Изменить стиль страницы

Боркхаузен сказал Эшериху по телефону, чтобы тот сейчас же принес с собой деньги.

— Ну, там посмотрим! — ответил комиссар.

Что это опять значит? Или он тоже хочет мне нагадить? Это же невозможное дело!

Нет, во всей этой истории его интересуют только деньги. Как только деньги будут у него в кармане, он смоется, на судьбу Энно ему в высокой степени наплевать. Это его больше не интересует. Может быть, действительно прокатиться в Мюнхен? Ему так все осточертело! Он просто не в силах здесь больше оставаться. И еще этот Куно, который лупит его по морде и потом тащит его деньги, — неслыханно, собственный сын!

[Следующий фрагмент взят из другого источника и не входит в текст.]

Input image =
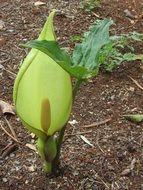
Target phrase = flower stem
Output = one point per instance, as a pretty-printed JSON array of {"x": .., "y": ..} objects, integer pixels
[{"x": 55, "y": 163}]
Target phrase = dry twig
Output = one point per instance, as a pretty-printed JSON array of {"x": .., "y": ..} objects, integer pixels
[
  {"x": 98, "y": 123},
  {"x": 136, "y": 83},
  {"x": 80, "y": 133},
  {"x": 11, "y": 129},
  {"x": 13, "y": 138}
]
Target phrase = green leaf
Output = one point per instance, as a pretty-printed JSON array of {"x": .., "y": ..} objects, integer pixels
[
  {"x": 86, "y": 54},
  {"x": 52, "y": 49},
  {"x": 85, "y": 61},
  {"x": 137, "y": 118}
]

Нет, Гэберле права, он поедет в Мюнхен. Конечно, если Эшерих принесет деньги, иначе ему не на что купить билет. Но комиссар, который не держит своего слова — этого просто быть не может! Или?..

ГЛАВА 31

Визит к фрейлейн Шэнлейн

Сообщение Боркхаузена по телефону о том, что он нащупал Энно Клуге в западном районе Берлина, чрезвычайно смутило Эшериха. Невольно он ответил: — Да, еду, еду сейчас же! — И уже совсем собрался уходить, но тут им снова овладели сомнения.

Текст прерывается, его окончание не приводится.